A partir de mercredi, changement d’ambiance, la professeur devient étudiante. “Je me levais à 7h45, les cours commençaient à 8h et se déroulaient le matin. Après, je continuais jusqu’à 1h ou 2h du matin. Il fallait aussi que je rattrape les 8h de cours manqués du lundi ou du mardi”, enchaîne Sophie, qui s’est débrouillée seule grâce à l’aide du tutorat de la faculté de Limoges. Bien sûr, impossible d’enfiler sa casquette d’étudiante sans oublier ses impératifs d’enseignante, comme les copies à corriger ou les conseils de classe. “J’ai pris quelques jours de pause en un an, mais vraiment très peu”, rit-elle.  Dans cette année surchargée, elle vit aussi l’attentat de Conflans-Sainte-Honorine, où le professeur d’histoire-géographie Samuel Paty a perdu la vie, évènement qui a rendu “les choses compliquées au collège.” 

Avec la crise sanitaire, le télé-enseignement, elle passe “un an à parler à son ordinateur”. Sophie n’est d’ailleurs pas satisfaite de ses résultats de premier semestre. “Je n’ai pas eu des résultats exceptionnels. En fait, j’ai raté la pré-rentrée car je n’avais pas messenger* donc je ne suivais pas le groupe de promo, alors que c’est là où tout se passe. Je n’ai jamais réussi à rattraper mes 15 jours de retard”, rouspète-t-elle.  Alors, elle se donne à fond au deuxième semestre. Tandis que les étudiants de Pass et de LAS dénoncent une réforme injuste”, "bâclée", dont la mise en application est "chaotique", Sophie a pour objectif d’être dans les 40 premiers des 511 Pass, “pour s’éviter d’aller aux oraux”. “Je n’ai pas réussi. J’étais 47ème/511, c’était un petit regret mais j’étais quand même contente de passer en deuxième année”, affirme l’enseignante. 

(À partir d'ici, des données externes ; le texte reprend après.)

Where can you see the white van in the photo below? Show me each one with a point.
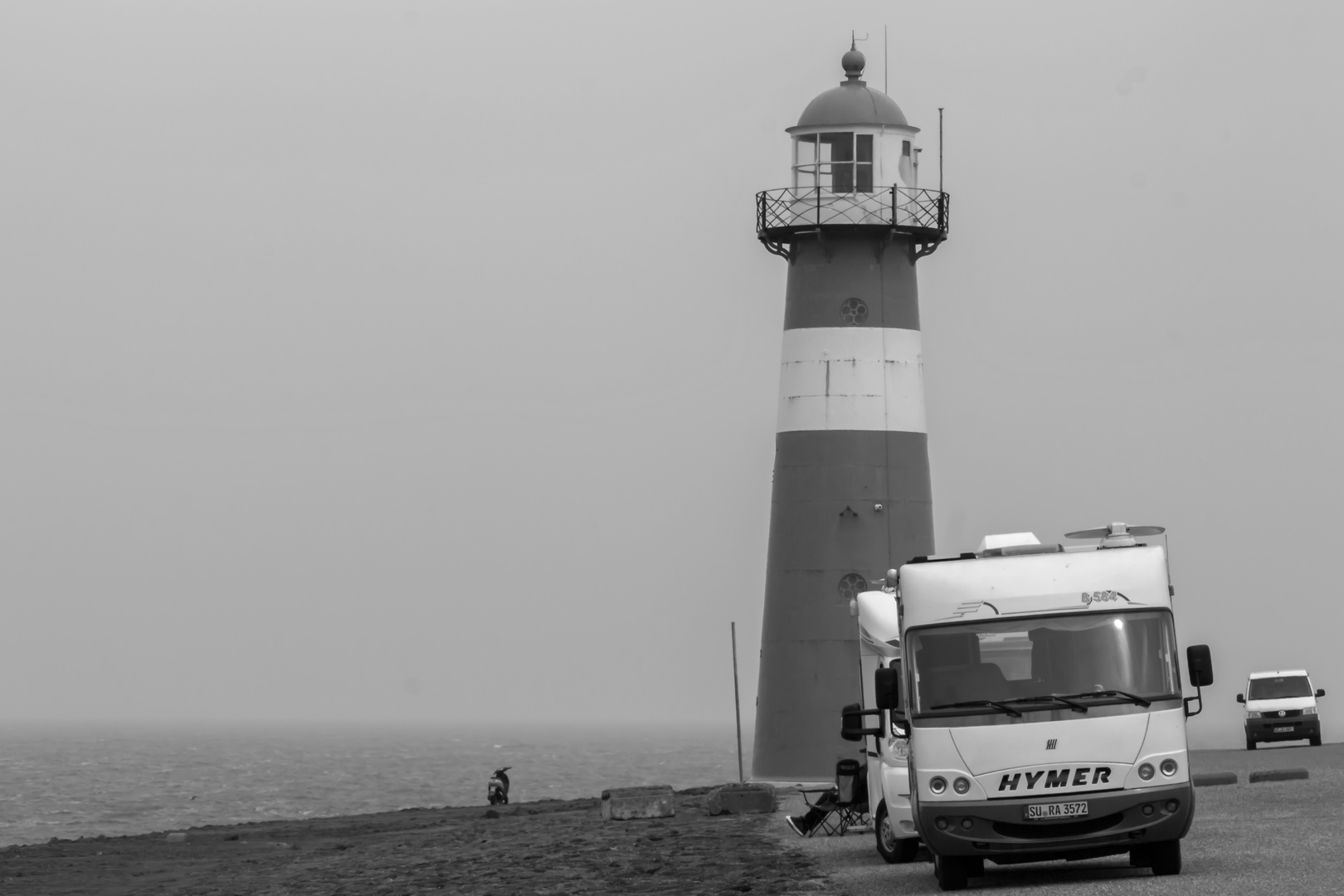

Comme la première promotion de la réforme de la Paces, Sophie connaît peu ou pas ses camarades et doit affronter les changements de maquette, la mise en place des oraux notamment, seule. La nouvelle Pass imposant de prendre une option mineure obligatoire en plus des cours de médecine, elle choisit de prendre SVT, “parce que c’était plus simple”. “J’ai trouvé que d’avoir une mineure en plus, c’était schizophrène, comme si on faisait deux études différentes. On ne sait pas ce que ça fout là. J’ai fait de la géologie au deuxième semestre, moi j’adore ça mais on se demande quel est le rapport”, tranche-t-elle sévèrement, regrettant que la sélection ne soit pas plutôt axée sur l’humain et le lien social. “En tout cas, si le but de la réforme était d’être moins sélectionnant, c’est raté.”  Si elle est passée en deuxième année sans réelles difficultés sur le plan universitaire, Sophie sent que le rythme accélère avec le début des stages. 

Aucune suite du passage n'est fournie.